Sıcak bir yaz gecesiydi. Gökte yıldızlar bir görünüp, bir kayboluyordu. Şehzadenin etrafındaki insanlar da böyleydi. Onlar da yıldızlar gibi görünüp, kayboluyordu. “İşte geldik; gidiyoruz. Bu gün varız; yarın yokuz” diyorlardı kendi dillerince. Bu ayrılıklar, kayboluşlar yaşama nedenlerini bir bir kaybetme duygusuyla birleşince onda sonu gelmez bir “arama” hissinin deprenmesine neden oluyordu.

Yıldızları seyrederken “aramak” duygusu onda yine ayaklandı. “Kuşlar yollarını yıldızlar vasıtasıyla bulurlarmış. İhtimal ki bu yıldızlar beni aydınlık dünyalara çıkaracak bir menzil olur” deyip uzun bir yolculuğa çıkmaya karar verdi.

Babasının krallık tacını sol eline, çırayı da sağ eline alarak saraydan çıktı.  Toyluğu, haytalığı, uzlaşmaz kişiliği ile ormana doğru yürümeye başladı. Geçmiş derin bir mezar gibi ardında uçurumlar oluşturuyordu. Gelecek karanlık bir yol gibi önünde açılıyordu.

Yollar taşlı, yollar kumluydu. Yollar düz, yollar dik, yollar yayvan, yollar yamaç, yollar iniş, yollar çıkıştı.

Hayat da yollar gibi inişli çıkışlıydı. Şehzade hayat yolculuğuna çıkmayı göze almıştı ama işte, yollar ve yolculuk zordu.

Yürüdü, yürüdü. Ayaklarına kâh çakıllar battı. Ayakları kâh kumlara battı. Bazen ıslak kayalara bastı, ayağı kaydı, düştü. Bazen kumlara gölgesi düştü. Çıranın aydınlattığı yollar oldu. Çıranın ışığının yetmediği yollar oldu.

Yollar ve yolculuk zordu. Bir an için saraya dönmek istedi.

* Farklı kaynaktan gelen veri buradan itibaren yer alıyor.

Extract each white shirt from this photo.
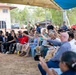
[69,39,76,52]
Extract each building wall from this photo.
[0,7,11,29]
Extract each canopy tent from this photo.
[54,0,76,9]
[0,0,61,10]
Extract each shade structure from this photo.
[0,0,61,10]
[71,25,76,29]
[54,0,76,9]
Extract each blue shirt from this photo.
[61,70,76,75]
[51,42,71,61]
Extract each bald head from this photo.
[60,32,69,42]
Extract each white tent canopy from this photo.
[0,0,61,10]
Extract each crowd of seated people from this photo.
[0,21,76,75]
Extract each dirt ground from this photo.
[0,54,40,75]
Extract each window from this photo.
[3,9,8,13]
[0,21,6,29]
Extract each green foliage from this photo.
[11,7,63,25]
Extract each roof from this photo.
[35,20,51,25]
[54,0,76,9]
[0,0,61,10]
[0,3,16,10]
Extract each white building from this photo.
[0,3,16,29]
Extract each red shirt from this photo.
[18,36,29,44]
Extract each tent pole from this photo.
[63,10,70,26]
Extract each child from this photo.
[39,51,76,75]
[20,32,40,57]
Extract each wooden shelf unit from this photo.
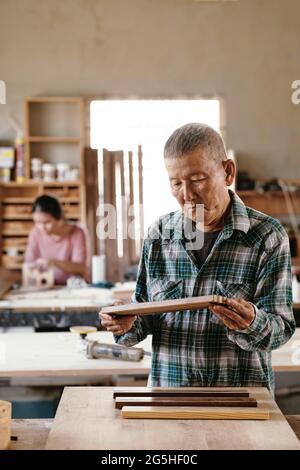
[237,189,300,258]
[0,96,86,269]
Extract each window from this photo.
[91,99,221,235]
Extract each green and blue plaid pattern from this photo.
[115,192,295,390]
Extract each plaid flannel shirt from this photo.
[115,191,295,390]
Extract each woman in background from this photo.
[25,195,89,284]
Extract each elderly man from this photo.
[101,124,295,390]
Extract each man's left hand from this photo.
[209,299,255,330]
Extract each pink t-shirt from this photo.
[25,225,89,284]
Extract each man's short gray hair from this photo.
[164,122,227,163]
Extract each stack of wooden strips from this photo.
[113,387,270,420]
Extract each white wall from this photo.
[0,0,300,177]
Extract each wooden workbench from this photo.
[0,331,151,378]
[9,415,300,450]
[46,387,300,450]
[0,287,113,329]
[0,328,300,383]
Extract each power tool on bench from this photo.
[70,326,146,362]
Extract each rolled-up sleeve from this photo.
[227,235,296,351]
[115,239,153,346]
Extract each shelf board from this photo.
[27,136,81,144]
[2,214,32,221]
[39,180,81,186]
[236,190,300,198]
[59,197,80,205]
[2,230,30,237]
[2,197,36,204]
[26,96,83,104]
[0,180,81,188]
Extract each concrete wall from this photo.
[0,0,300,177]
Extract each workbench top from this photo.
[0,331,151,377]
[0,328,300,377]
[0,287,112,313]
[46,387,300,450]
[5,415,300,450]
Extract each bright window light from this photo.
[90,99,220,233]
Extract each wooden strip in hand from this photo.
[113,387,250,398]
[115,396,257,410]
[101,295,226,315]
[121,406,270,420]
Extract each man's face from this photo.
[33,212,58,235]
[165,148,234,226]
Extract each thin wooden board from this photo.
[113,387,250,398]
[121,406,270,420]
[101,295,226,315]
[46,387,300,451]
[115,396,257,410]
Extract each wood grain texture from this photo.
[8,419,53,450]
[121,406,270,420]
[115,395,257,409]
[113,387,250,398]
[0,331,151,383]
[46,387,300,450]
[101,295,226,315]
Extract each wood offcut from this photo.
[115,395,257,409]
[101,295,227,315]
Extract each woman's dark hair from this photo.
[32,195,63,220]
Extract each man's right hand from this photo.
[99,301,136,336]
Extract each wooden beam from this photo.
[121,406,270,420]
[115,395,257,410]
[113,387,250,398]
[101,295,226,315]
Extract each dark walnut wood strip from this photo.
[113,387,250,398]
[101,295,226,315]
[115,397,257,409]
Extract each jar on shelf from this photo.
[42,163,55,181]
[56,163,70,181]
[31,158,42,180]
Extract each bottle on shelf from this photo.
[15,134,25,183]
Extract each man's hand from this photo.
[209,299,255,330]
[34,258,54,271]
[99,300,136,336]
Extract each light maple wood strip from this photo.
[113,387,250,398]
[101,295,226,315]
[121,406,270,420]
[115,395,257,409]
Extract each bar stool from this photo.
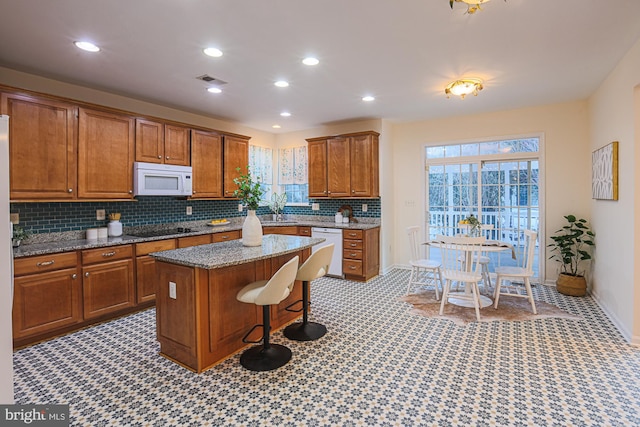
[236,256,300,371]
[283,243,334,341]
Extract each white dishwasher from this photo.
[311,227,344,278]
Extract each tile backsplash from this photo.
[11,197,381,234]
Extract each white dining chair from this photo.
[407,226,442,300]
[436,236,487,320]
[493,230,538,314]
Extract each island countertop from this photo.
[149,234,325,270]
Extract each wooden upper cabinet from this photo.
[349,133,380,197]
[307,139,328,198]
[223,135,249,197]
[78,108,135,199]
[136,119,164,163]
[164,124,191,166]
[307,131,380,198]
[191,130,223,198]
[136,119,191,166]
[1,93,78,200]
[327,138,351,197]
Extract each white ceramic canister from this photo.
[87,228,98,240]
[98,227,109,239]
[107,220,122,237]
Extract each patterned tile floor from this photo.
[14,269,640,426]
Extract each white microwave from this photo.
[133,162,193,196]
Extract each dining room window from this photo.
[425,137,544,277]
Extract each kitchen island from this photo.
[150,235,324,373]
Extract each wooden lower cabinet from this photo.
[342,227,380,281]
[156,249,310,372]
[13,268,82,339]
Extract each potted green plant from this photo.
[548,215,595,296]
[233,166,264,246]
[11,225,31,248]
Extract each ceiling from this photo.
[0,0,640,133]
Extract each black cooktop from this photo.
[127,227,193,237]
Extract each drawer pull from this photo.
[36,259,56,267]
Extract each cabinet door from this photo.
[82,259,135,319]
[78,108,134,199]
[135,119,164,163]
[327,138,351,197]
[349,134,379,197]
[164,125,191,166]
[307,140,327,198]
[13,268,82,338]
[191,130,222,198]
[223,135,249,197]
[136,255,157,304]
[2,93,77,200]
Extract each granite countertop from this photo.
[149,234,325,270]
[13,217,380,258]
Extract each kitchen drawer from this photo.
[342,249,362,259]
[136,239,176,256]
[342,259,362,276]
[212,230,240,243]
[13,252,78,277]
[82,245,133,265]
[298,227,311,237]
[342,239,362,250]
[342,230,364,239]
[178,234,211,248]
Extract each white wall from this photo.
[589,37,640,344]
[383,101,591,281]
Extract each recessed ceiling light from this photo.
[73,42,100,52]
[203,47,222,58]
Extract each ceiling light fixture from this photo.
[449,0,498,15]
[202,47,222,58]
[73,42,100,52]
[444,78,483,99]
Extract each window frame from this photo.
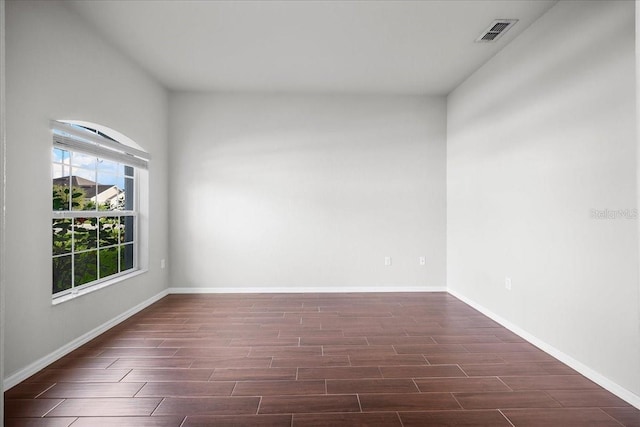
[50,121,150,304]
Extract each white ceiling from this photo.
[69,0,555,95]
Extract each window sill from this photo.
[51,270,149,305]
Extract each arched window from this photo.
[51,121,149,299]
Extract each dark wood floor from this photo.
[5,293,640,427]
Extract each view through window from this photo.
[52,123,144,297]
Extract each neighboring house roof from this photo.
[53,175,122,203]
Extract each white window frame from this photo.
[50,121,151,304]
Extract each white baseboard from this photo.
[447,289,640,409]
[169,286,447,294]
[2,290,169,391]
[3,286,640,408]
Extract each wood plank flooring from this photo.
[4,293,640,427]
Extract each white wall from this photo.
[447,1,640,404]
[4,1,168,378]
[0,0,6,420]
[170,93,446,291]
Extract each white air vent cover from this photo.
[476,19,518,42]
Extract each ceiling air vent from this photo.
[476,19,518,42]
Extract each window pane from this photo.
[71,168,98,211]
[120,244,133,271]
[96,159,123,210]
[99,247,118,278]
[124,178,135,211]
[52,176,71,211]
[73,218,98,252]
[120,216,135,243]
[73,251,98,286]
[51,219,73,255]
[98,217,120,247]
[71,152,98,170]
[53,255,71,294]
[51,148,70,165]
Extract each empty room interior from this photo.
[0,0,640,427]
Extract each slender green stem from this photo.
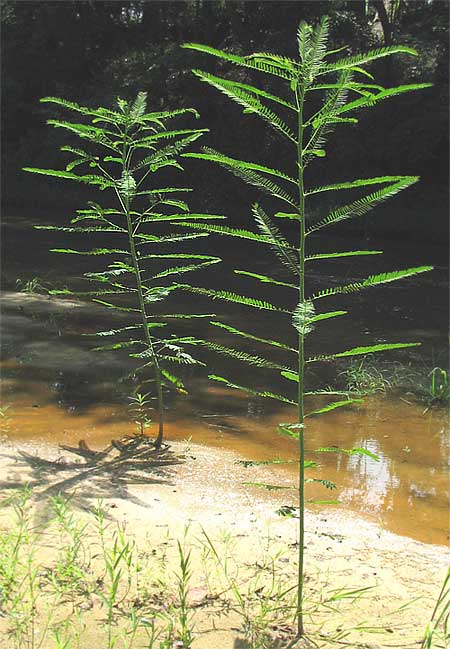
[296,85,305,636]
[119,135,164,447]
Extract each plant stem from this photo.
[119,136,164,448]
[296,82,305,636]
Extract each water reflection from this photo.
[1,219,450,543]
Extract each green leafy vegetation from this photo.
[0,488,428,649]
[185,18,432,638]
[25,92,224,446]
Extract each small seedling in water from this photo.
[25,92,221,447]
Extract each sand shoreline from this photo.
[0,442,449,649]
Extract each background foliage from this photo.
[1,0,448,241]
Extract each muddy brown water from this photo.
[1,219,450,544]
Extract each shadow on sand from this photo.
[0,436,185,522]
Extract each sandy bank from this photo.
[0,442,449,649]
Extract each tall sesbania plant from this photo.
[179,18,431,636]
[25,92,224,447]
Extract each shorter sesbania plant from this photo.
[129,392,152,437]
[25,92,224,447]
[179,18,431,638]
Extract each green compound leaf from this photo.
[305,399,363,418]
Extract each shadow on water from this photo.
[0,436,184,521]
[0,220,450,543]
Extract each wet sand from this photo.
[0,442,449,649]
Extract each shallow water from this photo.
[1,215,450,543]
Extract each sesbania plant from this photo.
[178,18,431,636]
[25,92,224,447]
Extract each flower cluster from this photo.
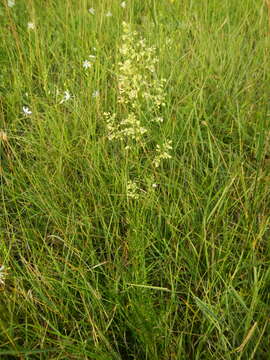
[104,22,172,199]
[105,22,165,143]
[118,22,165,113]
[0,265,7,286]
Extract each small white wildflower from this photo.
[0,131,8,142]
[23,106,32,116]
[8,0,15,7]
[0,265,7,285]
[27,22,35,30]
[83,60,92,69]
[92,90,99,98]
[127,180,139,199]
[60,90,72,104]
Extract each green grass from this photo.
[0,0,270,360]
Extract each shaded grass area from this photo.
[0,0,270,360]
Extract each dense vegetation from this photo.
[0,0,270,360]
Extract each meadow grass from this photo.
[0,0,270,360]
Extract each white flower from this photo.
[23,106,32,116]
[27,22,35,30]
[92,90,99,98]
[0,265,7,285]
[8,0,15,7]
[60,90,71,104]
[83,60,92,69]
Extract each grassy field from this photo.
[0,0,270,360]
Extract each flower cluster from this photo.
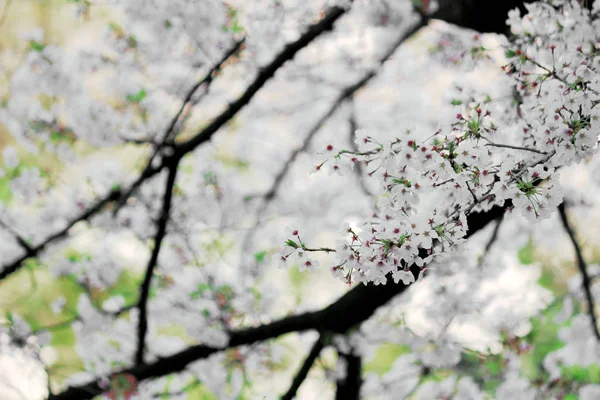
[282,1,600,284]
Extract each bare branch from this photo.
[176,7,347,155]
[135,163,178,365]
[48,201,512,400]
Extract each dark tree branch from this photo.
[263,18,427,208]
[558,201,600,341]
[48,201,512,400]
[113,38,246,215]
[242,17,428,256]
[135,163,178,365]
[348,101,373,197]
[176,7,347,159]
[430,0,534,34]
[281,335,325,400]
[335,352,362,400]
[0,189,121,281]
[0,2,347,280]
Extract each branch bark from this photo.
[558,202,600,341]
[48,201,512,400]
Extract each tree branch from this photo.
[0,189,121,281]
[176,7,347,159]
[558,201,600,341]
[135,163,178,365]
[281,335,325,400]
[0,1,347,280]
[335,353,362,400]
[242,17,428,256]
[48,201,512,400]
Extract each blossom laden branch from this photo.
[48,202,510,400]
[335,352,363,400]
[175,6,347,159]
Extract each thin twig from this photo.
[135,163,179,365]
[485,143,547,155]
[335,352,363,400]
[281,335,325,400]
[558,201,600,341]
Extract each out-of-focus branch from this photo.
[0,189,121,281]
[175,7,347,155]
[48,201,512,400]
[281,335,325,400]
[113,38,246,215]
[0,2,347,280]
[163,38,246,141]
[335,352,363,400]
[243,17,428,255]
[348,101,373,197]
[135,163,178,365]
[558,202,600,341]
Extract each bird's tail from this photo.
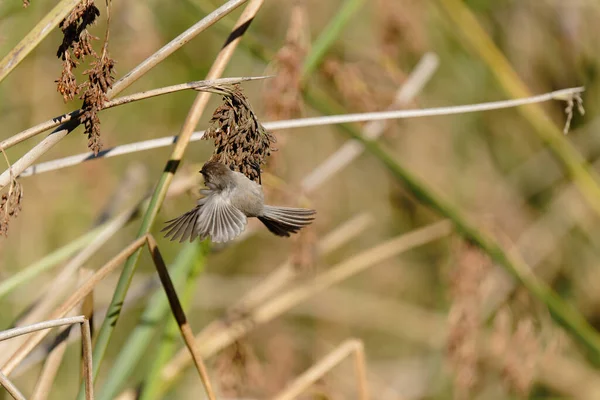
[258,206,316,236]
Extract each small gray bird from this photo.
[162,161,316,243]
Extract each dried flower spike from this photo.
[79,52,115,155]
[55,0,100,103]
[204,85,275,182]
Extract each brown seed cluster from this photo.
[0,179,23,236]
[322,57,397,112]
[56,0,100,103]
[216,340,264,398]
[491,307,541,397]
[204,85,275,182]
[446,242,490,399]
[264,2,310,120]
[79,52,115,155]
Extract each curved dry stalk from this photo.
[88,0,263,392]
[273,339,369,400]
[0,0,247,189]
[0,315,85,341]
[2,236,146,375]
[15,87,584,180]
[30,269,93,400]
[0,372,26,400]
[0,76,269,149]
[0,315,94,400]
[0,0,81,82]
[161,221,452,396]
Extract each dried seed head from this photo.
[491,307,543,397]
[204,85,275,181]
[216,340,264,398]
[55,0,100,102]
[55,52,79,103]
[446,241,490,399]
[79,53,115,155]
[0,179,23,236]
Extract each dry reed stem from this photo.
[229,213,373,318]
[89,0,263,390]
[0,76,269,149]
[0,372,25,400]
[273,339,369,400]
[0,315,94,400]
[0,315,85,341]
[0,0,81,82]
[0,202,142,362]
[2,236,146,375]
[31,269,94,400]
[30,327,70,400]
[146,235,216,400]
[482,183,590,319]
[0,234,216,400]
[0,0,247,189]
[161,221,452,390]
[301,53,439,192]
[14,88,583,180]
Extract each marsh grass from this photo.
[0,0,600,400]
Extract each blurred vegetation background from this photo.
[0,0,600,399]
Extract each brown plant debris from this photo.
[216,340,264,398]
[79,52,115,155]
[55,0,100,103]
[376,0,427,59]
[264,1,309,120]
[491,307,542,397]
[322,57,396,112]
[0,179,23,236]
[446,241,490,399]
[204,85,275,182]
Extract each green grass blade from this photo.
[140,241,209,400]
[302,0,365,80]
[307,87,600,363]
[0,222,105,299]
[97,243,207,400]
[437,0,600,220]
[0,0,81,82]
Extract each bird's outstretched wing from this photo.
[161,190,247,243]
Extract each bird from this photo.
[161,161,316,243]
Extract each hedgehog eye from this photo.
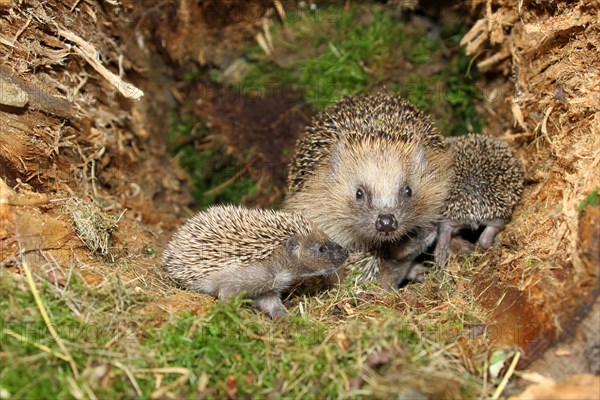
[356,188,365,200]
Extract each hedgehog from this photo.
[434,134,524,265]
[284,93,452,288]
[163,205,348,318]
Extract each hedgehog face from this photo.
[285,231,348,278]
[330,140,444,248]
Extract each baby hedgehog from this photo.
[435,134,524,265]
[284,93,452,286]
[163,205,348,318]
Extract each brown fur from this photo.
[163,206,347,317]
[284,93,452,288]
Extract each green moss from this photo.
[168,113,256,208]
[240,4,483,135]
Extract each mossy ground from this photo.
[169,4,483,207]
[0,255,493,399]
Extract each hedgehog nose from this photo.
[375,214,398,233]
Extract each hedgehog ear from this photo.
[331,144,342,175]
[285,235,301,258]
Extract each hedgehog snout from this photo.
[375,214,398,233]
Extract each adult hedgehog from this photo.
[284,93,452,286]
[435,134,524,265]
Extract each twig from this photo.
[112,361,144,397]
[58,29,144,100]
[492,351,521,400]
[21,260,79,379]
[13,16,32,43]
[273,0,285,23]
[135,367,192,399]
[3,328,69,362]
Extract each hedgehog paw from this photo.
[254,294,287,319]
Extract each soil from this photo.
[0,0,600,394]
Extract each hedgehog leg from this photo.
[479,219,505,250]
[434,221,454,267]
[377,259,412,290]
[254,293,287,318]
[405,263,429,282]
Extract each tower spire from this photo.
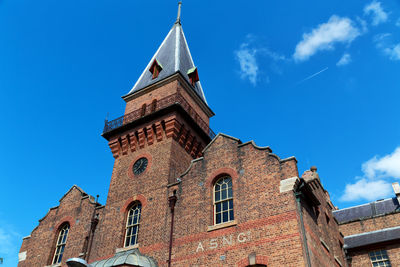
[175,1,182,24]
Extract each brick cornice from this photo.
[205,167,239,187]
[53,216,75,233]
[120,194,147,214]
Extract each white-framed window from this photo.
[52,223,69,264]
[214,176,234,224]
[369,250,392,267]
[124,202,142,247]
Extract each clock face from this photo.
[132,158,148,175]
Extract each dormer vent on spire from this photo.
[187,67,200,86]
[124,22,207,105]
[149,59,163,79]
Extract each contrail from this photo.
[297,67,329,84]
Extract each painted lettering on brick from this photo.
[196,231,251,252]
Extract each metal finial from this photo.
[175,1,182,24]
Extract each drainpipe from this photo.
[85,195,99,262]
[294,192,311,267]
[168,193,178,267]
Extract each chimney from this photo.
[392,182,400,203]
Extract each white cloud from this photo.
[235,43,258,85]
[293,15,361,61]
[340,178,392,201]
[340,147,400,201]
[356,17,368,34]
[0,225,21,267]
[336,53,351,66]
[364,0,388,26]
[374,33,400,60]
[362,147,400,179]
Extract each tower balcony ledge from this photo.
[102,93,216,140]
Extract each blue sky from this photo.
[0,0,400,266]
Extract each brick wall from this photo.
[18,186,100,267]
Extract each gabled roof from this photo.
[127,21,207,104]
[333,198,400,223]
[344,226,400,249]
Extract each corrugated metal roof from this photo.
[344,226,400,249]
[333,198,399,223]
[127,22,207,104]
[90,248,157,267]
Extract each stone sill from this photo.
[207,220,237,232]
[115,244,139,253]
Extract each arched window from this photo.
[53,223,69,264]
[125,202,142,247]
[214,176,234,224]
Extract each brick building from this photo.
[333,183,400,267]
[18,4,378,267]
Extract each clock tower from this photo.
[90,1,214,259]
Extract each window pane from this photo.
[126,227,132,236]
[215,192,221,201]
[222,201,228,213]
[222,212,228,222]
[221,184,226,190]
[130,235,136,245]
[215,184,221,191]
[229,210,233,221]
[221,190,226,199]
[215,203,222,213]
[216,213,221,224]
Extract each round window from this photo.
[132,158,148,175]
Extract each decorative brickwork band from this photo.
[165,118,181,140]
[128,133,137,152]
[138,129,146,148]
[156,122,163,142]
[108,139,120,158]
[146,126,154,146]
[121,135,129,155]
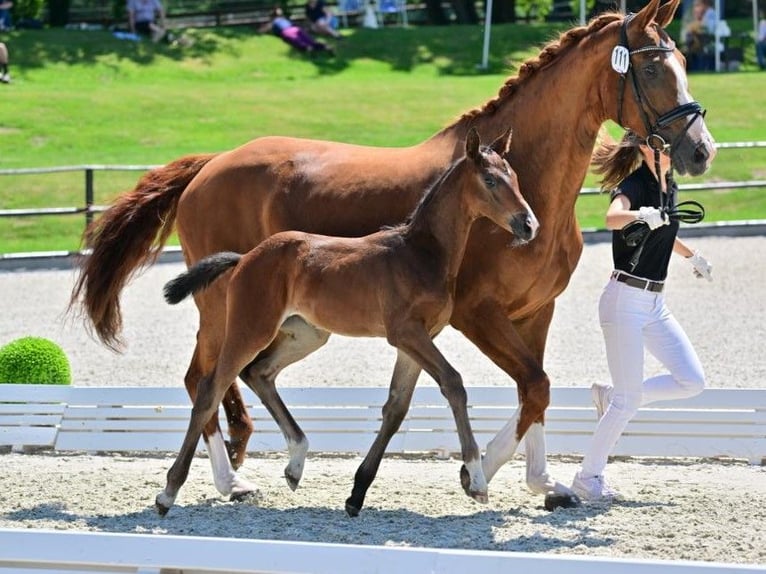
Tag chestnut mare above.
[156,129,538,516]
[72,0,715,508]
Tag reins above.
[612,13,705,270]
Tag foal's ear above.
[465,128,481,162]
[634,0,660,30]
[655,0,681,28]
[490,128,513,157]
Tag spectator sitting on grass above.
[306,0,342,40]
[127,0,165,42]
[258,6,335,55]
[0,0,13,30]
[0,42,11,84]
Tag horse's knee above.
[519,372,551,422]
[439,370,468,408]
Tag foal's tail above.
[164,251,242,305]
[69,154,216,350]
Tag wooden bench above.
[0,384,766,464]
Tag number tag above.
[612,46,630,74]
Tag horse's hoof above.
[460,465,473,497]
[460,465,489,504]
[468,491,489,504]
[229,490,261,502]
[285,469,301,492]
[545,492,582,512]
[346,498,362,518]
[154,493,172,516]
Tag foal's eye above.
[644,63,657,79]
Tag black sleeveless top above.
[610,162,678,281]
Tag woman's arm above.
[673,237,694,257]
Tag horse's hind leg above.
[346,351,421,516]
[240,315,330,490]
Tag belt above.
[612,271,665,293]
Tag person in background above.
[0,0,13,30]
[127,0,165,42]
[306,0,342,40]
[684,0,718,72]
[0,42,11,84]
[258,6,335,54]
[755,8,766,70]
[572,131,712,501]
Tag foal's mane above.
[381,145,495,232]
[453,12,624,125]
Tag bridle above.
[612,13,706,268]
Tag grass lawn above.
[0,21,766,253]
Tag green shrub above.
[0,337,72,385]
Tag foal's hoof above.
[154,493,173,516]
[545,492,582,512]
[460,465,489,504]
[346,497,362,518]
[460,465,471,496]
[229,490,263,502]
[285,469,301,491]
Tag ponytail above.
[591,130,643,191]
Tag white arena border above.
[0,529,766,574]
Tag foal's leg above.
[240,315,330,490]
[389,328,488,503]
[346,351,421,516]
[451,300,571,500]
[184,342,258,500]
[154,376,237,516]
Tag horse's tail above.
[164,251,242,305]
[69,154,216,350]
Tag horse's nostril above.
[694,144,709,163]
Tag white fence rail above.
[0,529,766,574]
[0,385,766,464]
[0,385,766,574]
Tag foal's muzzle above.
[511,211,540,245]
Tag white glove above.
[638,205,670,229]
[687,251,713,281]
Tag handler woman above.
[572,131,712,501]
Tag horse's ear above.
[634,0,660,30]
[465,128,481,161]
[490,128,513,157]
[656,0,681,28]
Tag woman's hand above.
[687,251,713,281]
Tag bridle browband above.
[612,13,705,158]
[612,13,705,269]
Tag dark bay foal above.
[156,129,538,516]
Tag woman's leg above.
[581,280,656,477]
[641,297,705,406]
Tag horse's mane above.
[381,150,472,235]
[462,12,624,123]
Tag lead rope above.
[623,147,705,271]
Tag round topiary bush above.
[0,337,72,385]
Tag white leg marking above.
[524,423,572,500]
[482,408,520,482]
[465,460,489,504]
[285,439,309,490]
[207,431,258,497]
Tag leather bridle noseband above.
[612,13,706,268]
[612,13,705,161]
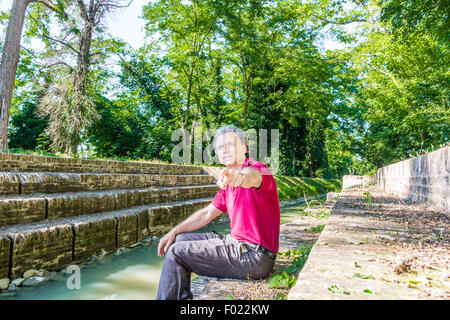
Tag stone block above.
[0,172,20,195]
[46,192,116,219]
[0,234,11,279]
[116,210,137,248]
[0,197,46,226]
[136,208,150,241]
[72,216,117,262]
[114,190,142,210]
[10,224,73,279]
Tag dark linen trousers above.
[156,232,274,300]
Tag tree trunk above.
[65,3,95,155]
[238,66,251,127]
[0,0,32,151]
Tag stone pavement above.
[288,189,450,300]
[191,199,335,300]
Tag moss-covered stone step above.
[0,152,202,174]
[0,197,212,279]
[0,235,11,279]
[0,185,219,226]
[0,172,214,195]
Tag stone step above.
[0,172,214,195]
[0,197,213,280]
[0,184,219,226]
[0,152,202,174]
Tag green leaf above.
[353,272,375,279]
[328,284,350,294]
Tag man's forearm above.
[170,208,209,234]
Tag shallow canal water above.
[4,205,305,300]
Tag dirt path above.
[288,189,450,299]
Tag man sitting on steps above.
[157,126,280,300]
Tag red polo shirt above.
[212,158,280,253]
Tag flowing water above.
[0,205,305,300]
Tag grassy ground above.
[275,175,342,201]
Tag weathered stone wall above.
[0,172,214,195]
[376,147,450,212]
[0,199,211,279]
[0,152,202,174]
[342,174,375,189]
[0,153,219,280]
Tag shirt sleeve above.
[212,189,228,213]
[250,162,276,191]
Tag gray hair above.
[212,125,249,158]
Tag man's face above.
[216,132,247,166]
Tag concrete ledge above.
[0,172,214,195]
[0,235,11,279]
[0,198,212,279]
[0,185,219,226]
[288,190,428,300]
[72,214,117,262]
[0,153,202,174]
[0,197,47,226]
[9,224,73,279]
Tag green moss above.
[274,175,342,201]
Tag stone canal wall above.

Fakat geri dönmek için artık çok geçti. Üstelik çok yorgundu. “Biraz soluklanayım” dedi. Oturdu. Rahat edemedi; bu sefer yere uzandı. Sırtını dağlara vermiş gibi kendini güçlü hissetse de, sorular peşini bırakmıyordu.

Aklının perdelerinde kaykılan çıranın ışığı ve ısısıyla sabaha dek üst üste sorular örtündü. Sorular başka başka yorgunluklar verdi. Gevşedi. Gözleri ağırlaşmaya başladı. Az sonra uyuya kaldı.

Uyku gözlerinin önündeki perdeyi kaldırdı. Rüya uykuda sahne aldı.

Şehzade rüyasında güya ölmüştü. Teşyiciler onu ıslak bir mezarın içine yatırdılar.  Babasının tacını da başının altına bir yastık gibi koydular. Sonra da üzerini sapsarı topraklar örtüler. Sabaha kadar mezarıkâh açtılar, kâh örttüler. Sanki şehzade ölüp ölüp dirildi.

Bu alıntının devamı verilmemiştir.